Было бы бесполезно протестовать против подобной путаницы и утверждать, что значение «Монаха» нельзя оценивать без учета исторических проблем, характерных для готического романа. В дальнейшем мы увидим, что в данном конкретном случае Бретон был инстинктивно прав, хотя и не имел достаточно дифференцированного критического языка, чтобы обосновать свое предпочтение. Такой протест был бы напрасным, потому что если модернизм преувеличивал значение необычных произведений или, как в случае с «Монахом», сознательно делал необычный выбор, то критики, защищающие великое реалистическое прошлое, с симметричной слепотой искали шедевры среди показательных произведений.

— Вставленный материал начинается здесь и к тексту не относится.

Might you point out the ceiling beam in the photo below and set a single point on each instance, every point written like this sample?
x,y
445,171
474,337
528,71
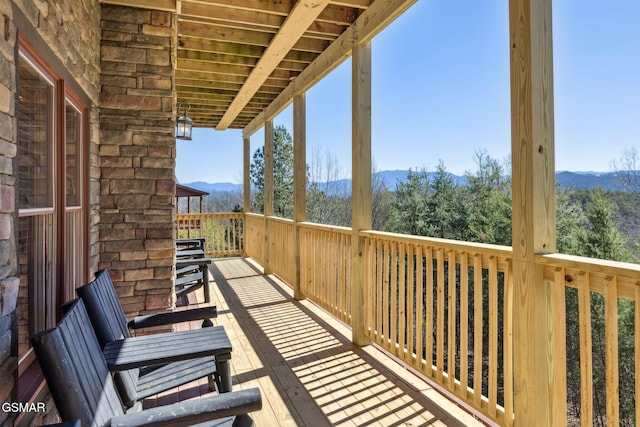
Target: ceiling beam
x,y
166,5
300,18
368,24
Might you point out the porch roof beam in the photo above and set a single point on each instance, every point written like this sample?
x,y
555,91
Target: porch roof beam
x,y
371,22
166,5
301,17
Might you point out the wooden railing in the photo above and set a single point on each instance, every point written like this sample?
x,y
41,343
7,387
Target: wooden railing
x,y
601,290
445,308
325,267
254,237
281,248
223,232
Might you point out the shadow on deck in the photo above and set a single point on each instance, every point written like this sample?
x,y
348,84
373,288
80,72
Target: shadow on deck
x,y
303,360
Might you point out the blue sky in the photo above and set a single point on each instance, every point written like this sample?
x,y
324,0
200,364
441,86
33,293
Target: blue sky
x,y
441,92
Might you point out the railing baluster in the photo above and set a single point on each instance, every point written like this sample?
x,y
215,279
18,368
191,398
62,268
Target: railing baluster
x,y
420,307
586,376
429,312
477,330
508,348
637,348
440,318
493,335
451,321
464,324
402,297
611,343
411,311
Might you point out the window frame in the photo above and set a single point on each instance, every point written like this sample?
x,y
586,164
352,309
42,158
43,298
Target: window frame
x,y
30,380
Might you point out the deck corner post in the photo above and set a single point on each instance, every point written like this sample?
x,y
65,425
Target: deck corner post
x,y
299,182
246,184
268,189
533,214
361,186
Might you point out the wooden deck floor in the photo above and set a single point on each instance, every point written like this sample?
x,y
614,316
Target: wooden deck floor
x,y
302,360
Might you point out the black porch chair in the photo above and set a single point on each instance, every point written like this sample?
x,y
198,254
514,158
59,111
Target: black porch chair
x,y
82,388
111,328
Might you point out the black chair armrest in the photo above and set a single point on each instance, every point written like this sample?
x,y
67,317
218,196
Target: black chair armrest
x,y
193,261
203,313
194,411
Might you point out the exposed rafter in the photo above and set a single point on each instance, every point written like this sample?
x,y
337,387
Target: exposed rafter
x,y
166,5
298,21
235,57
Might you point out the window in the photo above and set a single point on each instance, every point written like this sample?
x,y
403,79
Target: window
x,y
51,128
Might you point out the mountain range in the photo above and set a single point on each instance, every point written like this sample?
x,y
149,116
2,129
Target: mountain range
x,y
576,180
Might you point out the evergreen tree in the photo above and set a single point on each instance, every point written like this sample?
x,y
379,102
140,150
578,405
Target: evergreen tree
x,y
282,175
490,199
410,205
446,211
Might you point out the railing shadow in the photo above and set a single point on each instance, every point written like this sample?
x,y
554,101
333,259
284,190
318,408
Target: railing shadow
x,y
322,366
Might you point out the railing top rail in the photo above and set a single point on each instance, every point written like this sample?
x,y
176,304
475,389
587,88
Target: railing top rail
x,y
492,250
325,227
279,219
591,265
211,214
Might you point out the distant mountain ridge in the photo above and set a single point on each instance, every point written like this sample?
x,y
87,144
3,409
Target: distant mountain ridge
x,y
576,180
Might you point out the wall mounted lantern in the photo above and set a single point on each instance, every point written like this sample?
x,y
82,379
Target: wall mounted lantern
x,y
184,124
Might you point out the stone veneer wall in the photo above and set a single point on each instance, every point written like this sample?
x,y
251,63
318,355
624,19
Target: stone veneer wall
x,y
137,156
8,279
66,33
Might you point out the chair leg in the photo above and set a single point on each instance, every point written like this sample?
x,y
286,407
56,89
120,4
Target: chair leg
x,y
205,279
223,369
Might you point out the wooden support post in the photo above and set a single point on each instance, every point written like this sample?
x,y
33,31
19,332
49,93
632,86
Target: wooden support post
x,y
361,185
299,179
246,174
268,189
532,148
246,183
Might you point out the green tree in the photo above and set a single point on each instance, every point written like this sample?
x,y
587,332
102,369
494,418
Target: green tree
x,y
490,198
408,214
570,222
282,175
601,238
446,210
598,237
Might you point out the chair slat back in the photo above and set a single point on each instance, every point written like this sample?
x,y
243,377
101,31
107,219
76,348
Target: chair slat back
x,y
110,324
76,372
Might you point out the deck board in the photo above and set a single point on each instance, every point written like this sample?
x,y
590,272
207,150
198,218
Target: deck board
x,y
309,372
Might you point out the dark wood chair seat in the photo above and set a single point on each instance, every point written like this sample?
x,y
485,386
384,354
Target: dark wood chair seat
x,y
82,388
111,326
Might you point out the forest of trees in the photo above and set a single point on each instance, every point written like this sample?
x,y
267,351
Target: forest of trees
x,y
592,223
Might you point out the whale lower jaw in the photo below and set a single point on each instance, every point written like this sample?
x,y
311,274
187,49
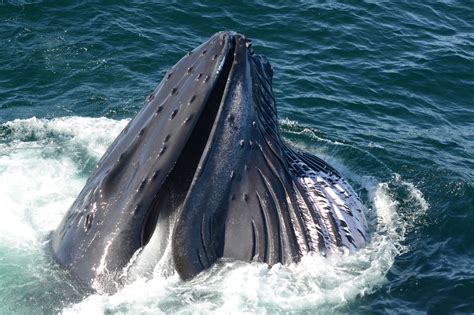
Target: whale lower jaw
x,y
200,173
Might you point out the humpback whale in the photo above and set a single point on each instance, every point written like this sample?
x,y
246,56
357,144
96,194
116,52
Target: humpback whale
x,y
202,173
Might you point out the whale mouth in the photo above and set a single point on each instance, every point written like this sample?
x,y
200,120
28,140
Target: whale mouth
x,y
175,188
201,173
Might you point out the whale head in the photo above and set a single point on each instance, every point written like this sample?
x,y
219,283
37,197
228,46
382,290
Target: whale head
x,y
198,174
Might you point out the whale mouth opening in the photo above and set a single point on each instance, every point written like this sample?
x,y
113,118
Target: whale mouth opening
x,y
170,197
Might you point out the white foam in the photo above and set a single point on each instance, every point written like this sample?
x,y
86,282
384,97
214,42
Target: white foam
x,y
40,175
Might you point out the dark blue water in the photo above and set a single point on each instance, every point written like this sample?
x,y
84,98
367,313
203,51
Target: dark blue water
x,y
384,91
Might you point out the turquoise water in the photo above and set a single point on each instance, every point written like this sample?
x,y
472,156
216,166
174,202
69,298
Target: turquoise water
x,y
383,91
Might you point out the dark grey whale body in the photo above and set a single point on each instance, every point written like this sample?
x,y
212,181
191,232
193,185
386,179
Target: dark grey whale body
x,y
201,173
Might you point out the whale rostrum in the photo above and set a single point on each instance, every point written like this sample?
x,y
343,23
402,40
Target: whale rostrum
x,y
201,173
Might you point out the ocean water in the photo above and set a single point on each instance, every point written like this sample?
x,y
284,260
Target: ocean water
x,y
382,90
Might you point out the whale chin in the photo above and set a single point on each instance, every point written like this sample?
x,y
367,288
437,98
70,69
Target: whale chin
x,y
200,173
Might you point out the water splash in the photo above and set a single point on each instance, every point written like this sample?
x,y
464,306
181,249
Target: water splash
x,y
38,162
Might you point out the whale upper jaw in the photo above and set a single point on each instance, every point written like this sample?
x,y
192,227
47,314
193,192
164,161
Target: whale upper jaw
x,y
202,173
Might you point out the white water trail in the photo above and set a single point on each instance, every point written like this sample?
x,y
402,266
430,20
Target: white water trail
x,y
42,169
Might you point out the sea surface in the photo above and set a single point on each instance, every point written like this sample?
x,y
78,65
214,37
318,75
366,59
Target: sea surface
x,y
383,90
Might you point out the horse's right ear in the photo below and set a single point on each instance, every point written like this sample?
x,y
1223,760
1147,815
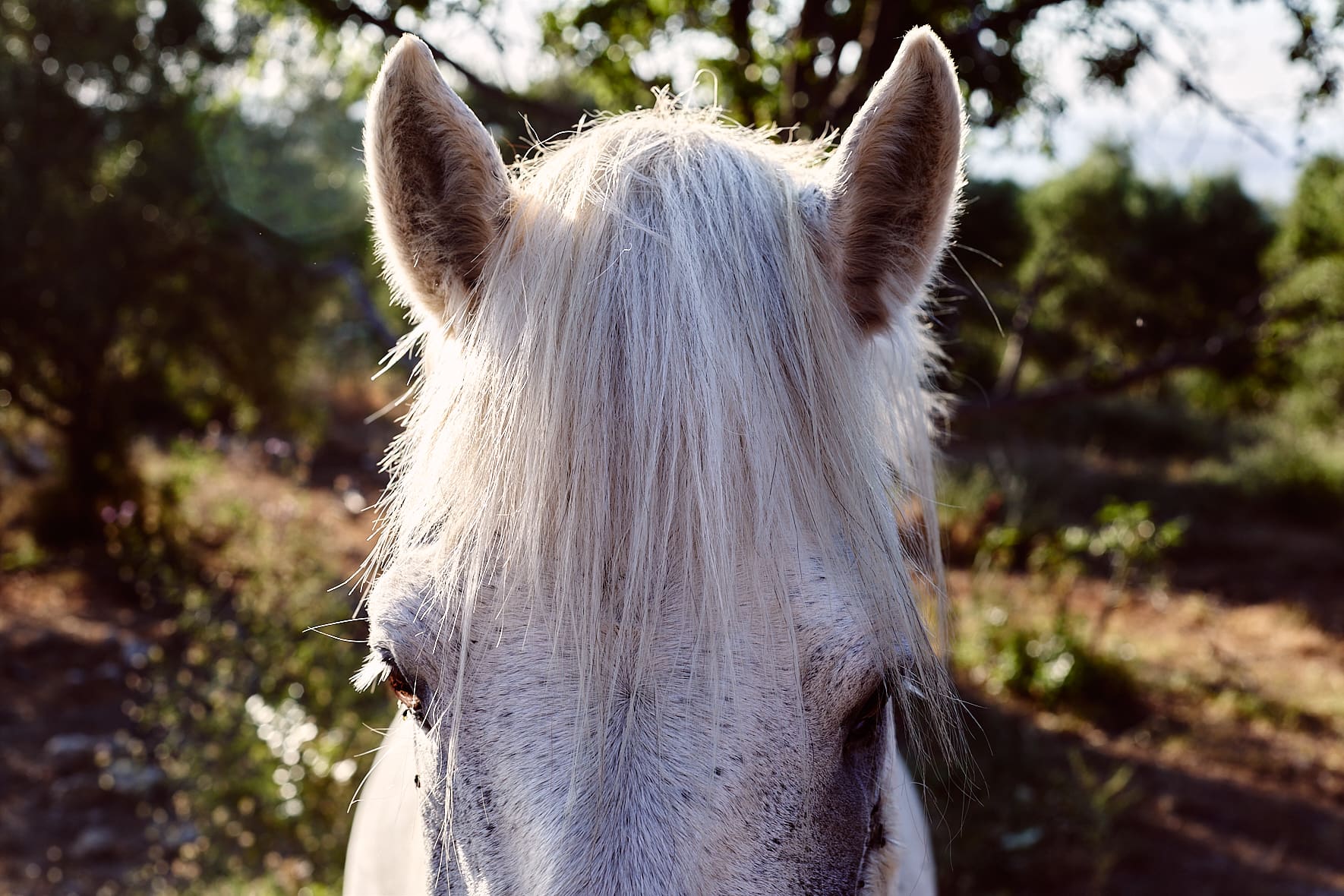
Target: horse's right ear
x,y
895,180
437,185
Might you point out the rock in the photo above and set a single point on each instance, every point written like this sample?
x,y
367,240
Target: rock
x,y
94,843
73,750
76,790
134,779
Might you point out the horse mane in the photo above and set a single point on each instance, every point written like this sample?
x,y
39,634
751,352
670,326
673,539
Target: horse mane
x,y
656,394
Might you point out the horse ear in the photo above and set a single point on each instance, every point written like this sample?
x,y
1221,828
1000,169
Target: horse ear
x,y
437,183
895,180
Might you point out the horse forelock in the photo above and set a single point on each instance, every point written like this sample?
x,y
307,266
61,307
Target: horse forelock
x,y
660,396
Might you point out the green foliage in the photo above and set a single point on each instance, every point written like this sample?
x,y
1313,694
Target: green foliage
x,y
1308,300
812,65
1122,269
1055,668
137,295
256,723
1127,538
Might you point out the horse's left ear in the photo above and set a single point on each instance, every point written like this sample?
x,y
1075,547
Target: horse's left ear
x,y
895,180
437,185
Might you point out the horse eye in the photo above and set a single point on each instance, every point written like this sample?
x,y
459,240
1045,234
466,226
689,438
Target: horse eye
x,y
403,689
863,723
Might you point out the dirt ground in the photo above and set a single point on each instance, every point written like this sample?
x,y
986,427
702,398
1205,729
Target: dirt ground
x,y
1230,782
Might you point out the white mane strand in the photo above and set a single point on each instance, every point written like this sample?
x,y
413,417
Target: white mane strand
x,y
659,396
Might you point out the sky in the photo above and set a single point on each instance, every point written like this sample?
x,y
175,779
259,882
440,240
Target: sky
x,y
1238,49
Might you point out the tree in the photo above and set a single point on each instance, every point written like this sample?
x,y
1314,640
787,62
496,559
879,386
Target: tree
x,y
1117,281
134,295
815,68
1307,302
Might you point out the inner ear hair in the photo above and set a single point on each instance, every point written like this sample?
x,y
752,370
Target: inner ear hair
x,y
438,187
895,180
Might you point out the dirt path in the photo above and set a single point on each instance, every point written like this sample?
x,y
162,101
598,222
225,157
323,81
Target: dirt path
x,y
81,803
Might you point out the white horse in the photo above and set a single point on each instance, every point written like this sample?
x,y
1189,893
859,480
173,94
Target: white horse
x,y
645,582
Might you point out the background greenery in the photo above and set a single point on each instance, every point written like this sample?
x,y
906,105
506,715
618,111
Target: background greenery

В эссе с симптоматичным названием «Великая традиция» английский критик Ф. Р. Ливис составляет весьма эксклюзивный список гениев английского романа, ограниченный именами Джейн Остин, Джордж Элиот, Генри Джеймса и Джозефа Конрада [10]. Сразу бросается в глаза полемическая направленность и несправедливость выбора, поскольку нельзя понять развитие английского романа в XIX веке, если не расширить список именами Вальтера Скотта, Чарльза Диккенса и Уильяма Теккерея, к которым следует добавить имена Мэри Шелли, Шарлотты и Эмили Бронте, Энтони Троллопа и Томаса Харди. Но столь же очевидно, что если бы цель операции заключалась в том, чтобы обозначить четыре имени показательных английских романистов для украшения огромного фронтона здания в стиле Второй империи, то выбор Ливиса был бы удовлетворительным.
7
Breton A. Manifeste du surréalisme [1924] // Œuvres complètes / édition Marguerite Bonnet. Vol. 1. Bibliothèque de la Pléiade. Paris: Gallimard, 1988. P. 313. Бретон ссылается на апостола Фому, который не может поверить, не прикоснувшись. Ср.: Бретон А. Манифест сюрреализма / пер. Л. Андреева и Г. Косикова // Называть вещи своими именами: Программные выступления мастеров западно-европейской литературы XX в. / сост., предисл., общ. ред. Л. Г. Андреева. М.: Прогресс, 1986. С. 42.
8
Chklovski V. L’Art comme procédé [1917] // Théorie de la littérature / réunis par Tzvetan Todorov. Paris: Seuil, 1965. P. 77–97. Ср.: Шкловский В. Искусство как прием // В. Шкловский. О теории прозы. М.: Федерация, 1929. С. 7–23.
9
Бретон А. Манифест сюрреализма. С. 48.
10
Leavis F. R. The Great Tradition. London: Chatto & Windus, 1948.